My world

My world

Monday, May 31, 2010

A step forward

So, I did what I wanted to to do, I made an appointment to the fertility clinic.  I have to say It wasn't all that bad, I guess, after actually getting enough nerve to call the clinic to make the appointment.  I am thinking it will get easier as we go.   So my first appointment to the fertility clinic is on July 23rd.  Yeah, I know that is a month away, but with my optimism maybe we will get knocked up before then.  The only thing is Dale has to go with me to the first appointment, and well, at the first appoint they learn you how to count your cycles, that is a totally embarrassing subject to discuss, I really am not comfortable sharing that information with anyone including him.  I personally don't think he even want to know that information about me, after all this our relationship will get even better than what we have now.  It is going to be an exciting process.  He knows when my friend visits, because I am just a little bit cranky because of all the extra hormones running through my body.  It is just an uncomfortable topic to begin with.  I will have to get over my self and move on because if I don't, it will be a long dreadful process ahead of me.  Am I the only woman that feels this way  or  am I just an ordinary gal?  I just hope everything falls into place and next year around this time I am posting ultrasound pictures of the lil turtle.  And a new chapter of my life will begin!!

Friday, May 28, 2010

Another month and no results

So, yes, it has been another month and yep, I am not pregnant.  Just when you think you are your friend comes knocking at your front door.  We have tried but, it is not happening.  We can keep trying, I keep telling myself.  We can keep trying, for its fun trying, right?  But come on already I am 32 and aging.

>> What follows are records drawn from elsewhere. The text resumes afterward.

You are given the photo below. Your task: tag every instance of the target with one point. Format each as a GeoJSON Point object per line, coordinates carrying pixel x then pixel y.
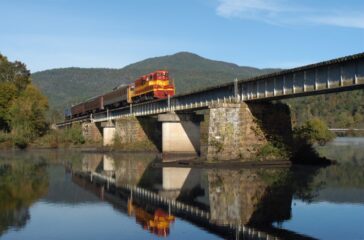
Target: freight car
{"type": "Point", "coordinates": [155, 85]}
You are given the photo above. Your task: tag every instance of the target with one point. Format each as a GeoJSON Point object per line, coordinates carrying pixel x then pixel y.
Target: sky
{"type": "Point", "coordinates": [46, 34]}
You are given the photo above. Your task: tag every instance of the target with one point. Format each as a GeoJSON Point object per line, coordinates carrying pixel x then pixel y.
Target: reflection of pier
{"type": "Point", "coordinates": [177, 208]}
{"type": "Point", "coordinates": [231, 203]}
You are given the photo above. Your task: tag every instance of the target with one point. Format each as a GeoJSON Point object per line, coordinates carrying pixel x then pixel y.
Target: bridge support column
{"type": "Point", "coordinates": [180, 133]}
{"type": "Point", "coordinates": [91, 132]}
{"type": "Point", "coordinates": [241, 131]}
{"type": "Point", "coordinates": [109, 131]}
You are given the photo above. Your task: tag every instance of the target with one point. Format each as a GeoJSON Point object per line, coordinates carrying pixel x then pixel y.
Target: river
{"type": "Point", "coordinates": [58, 194]}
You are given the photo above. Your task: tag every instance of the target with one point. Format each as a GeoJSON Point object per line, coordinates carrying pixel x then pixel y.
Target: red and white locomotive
{"type": "Point", "coordinates": [155, 85]}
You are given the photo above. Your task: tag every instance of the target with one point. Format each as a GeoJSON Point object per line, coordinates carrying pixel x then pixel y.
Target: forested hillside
{"type": "Point", "coordinates": [190, 72]}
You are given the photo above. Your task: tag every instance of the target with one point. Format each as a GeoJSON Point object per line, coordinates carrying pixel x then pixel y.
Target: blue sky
{"type": "Point", "coordinates": [261, 33]}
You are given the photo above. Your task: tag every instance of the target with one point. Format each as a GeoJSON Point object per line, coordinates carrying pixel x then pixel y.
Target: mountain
{"type": "Point", "coordinates": [65, 86]}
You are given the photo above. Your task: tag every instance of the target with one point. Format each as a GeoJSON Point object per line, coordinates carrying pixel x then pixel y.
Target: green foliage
{"type": "Point", "coordinates": [14, 72]}
{"type": "Point", "coordinates": [338, 110]}
{"type": "Point", "coordinates": [8, 92]}
{"type": "Point", "coordinates": [312, 132]}
{"type": "Point", "coordinates": [22, 105]}
{"type": "Point", "coordinates": [27, 116]}
{"type": "Point", "coordinates": [4, 137]}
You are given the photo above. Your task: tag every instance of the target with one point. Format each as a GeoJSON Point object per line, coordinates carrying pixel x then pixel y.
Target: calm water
{"type": "Point", "coordinates": [73, 195]}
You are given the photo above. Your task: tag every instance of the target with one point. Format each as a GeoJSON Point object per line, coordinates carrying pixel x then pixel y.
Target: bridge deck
{"type": "Point", "coordinates": [336, 75]}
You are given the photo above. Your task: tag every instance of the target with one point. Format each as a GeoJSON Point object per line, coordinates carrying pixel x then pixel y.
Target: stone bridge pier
{"type": "Point", "coordinates": [240, 130]}
{"type": "Point", "coordinates": [224, 131]}
{"type": "Point", "coordinates": [180, 133]}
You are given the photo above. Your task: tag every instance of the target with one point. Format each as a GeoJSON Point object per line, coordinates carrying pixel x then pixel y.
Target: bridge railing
{"type": "Point", "coordinates": [336, 75]}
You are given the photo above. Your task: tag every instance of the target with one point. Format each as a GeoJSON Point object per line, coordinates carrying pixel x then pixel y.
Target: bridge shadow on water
{"type": "Point", "coordinates": [234, 204]}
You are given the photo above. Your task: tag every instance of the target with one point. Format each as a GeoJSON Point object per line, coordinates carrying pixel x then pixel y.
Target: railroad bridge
{"type": "Point", "coordinates": [227, 121]}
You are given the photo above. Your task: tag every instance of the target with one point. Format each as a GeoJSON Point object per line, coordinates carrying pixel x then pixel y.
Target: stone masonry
{"type": "Point", "coordinates": [239, 130]}
{"type": "Point", "coordinates": [91, 132]}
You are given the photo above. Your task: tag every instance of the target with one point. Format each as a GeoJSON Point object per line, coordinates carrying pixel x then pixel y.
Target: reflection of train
{"type": "Point", "coordinates": [155, 85]}
{"type": "Point", "coordinates": [157, 222]}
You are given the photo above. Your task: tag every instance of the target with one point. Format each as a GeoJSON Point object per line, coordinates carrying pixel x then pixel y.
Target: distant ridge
{"type": "Point", "coordinates": [190, 71]}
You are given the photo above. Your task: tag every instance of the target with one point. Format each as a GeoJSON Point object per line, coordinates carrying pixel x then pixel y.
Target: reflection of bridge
{"type": "Point", "coordinates": [244, 202]}
{"type": "Point", "coordinates": [177, 208]}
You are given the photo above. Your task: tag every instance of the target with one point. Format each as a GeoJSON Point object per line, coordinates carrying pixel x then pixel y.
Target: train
{"type": "Point", "coordinates": [154, 85]}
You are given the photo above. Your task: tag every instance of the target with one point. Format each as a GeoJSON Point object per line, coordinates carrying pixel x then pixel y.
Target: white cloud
{"type": "Point", "coordinates": [282, 12]}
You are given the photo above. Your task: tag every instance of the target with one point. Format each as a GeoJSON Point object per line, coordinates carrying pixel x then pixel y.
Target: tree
{"type": "Point", "coordinates": [14, 72]}
{"type": "Point", "coordinates": [27, 116]}
{"type": "Point", "coordinates": [8, 92]}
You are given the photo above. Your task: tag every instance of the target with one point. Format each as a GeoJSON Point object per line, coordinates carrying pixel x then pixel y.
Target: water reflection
{"type": "Point", "coordinates": [21, 184]}
{"type": "Point", "coordinates": [233, 204]}
{"type": "Point", "coordinates": [223, 200]}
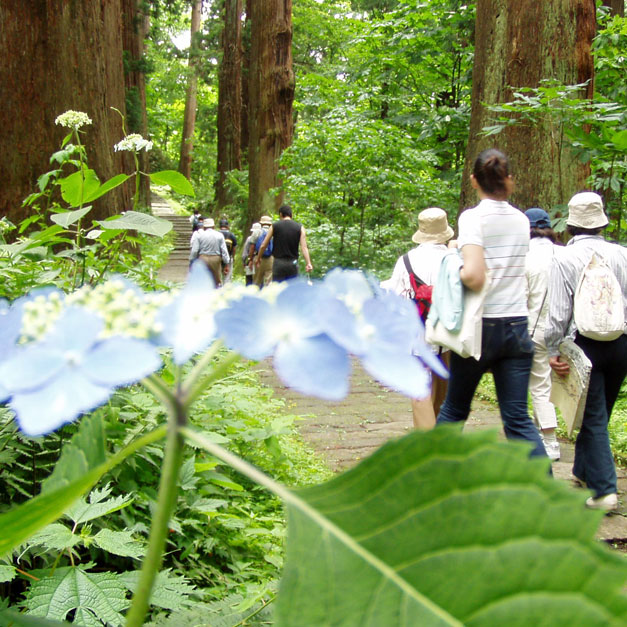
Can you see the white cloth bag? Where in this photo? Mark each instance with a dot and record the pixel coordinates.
(467, 341)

Not much left under this hood.  I guess age really isn't all that big of a deal but I am almost out of the childbearing ages.  I personally don't want to be a 50 year old lady with a new born, that would just be devastating.
I have had many thoughts this week about foster family or adoption or even maybe going to a fertility clinic.
I guess, I will need to make an appointment for the fertility clinic.  We have a fertility clinic here in Stevens Point, Wisconsin, at the hospital.  I just have to get the courage to make an appointment and get something found out about what is going on.  I  guess I just feel a little embarrassed.  How come my sisters all have 2-5 children with no worries in the world.  Why does it have to come down to me with all the problems.  Yes, I know I have a thyroid problem, inherited it from my mother, and heart problems inherited from my dad.  Thanks mom and dad for the inheritance.  But, seriously, can those two things make you not become pregnant?  I am a nurse, but I am not good at this whole child bearing subject.  I was never an OB nurse, or will I ever be.  Its not that I do not like children, because truthfully, I love kids.  I love playing with them, and they can be fun.  I know it is not all fun and games there will be sacrifices and issues that arise, but dang I am ready for the challenge already.  Seriously, it should be a normal process that everyone gets to experience if they choose to.  For a while Dale and I just wanted to be him and I, but now, I just want more.  It is not that Dale and I aren't complete just being him and I, because dang we are so complete it is crazy.
Why does pregnancy have to be so hard? I have no idea, why life has to take on challenges.  Don't get me wrong, I am so blessed,  life is challenging and that I have a great life with an amazing man.  I know life can take its ups and downs, but why when we feel we want something so bad, we are not strong enough to achieve it. I pray to God while in church on Sunday but, sometimes I feel he is not listening.  I feel he has something else in store for Dale and I.  I just wished I knew what it was.  Am I having the right feelings about this whole ordeal, or am I just going crazy.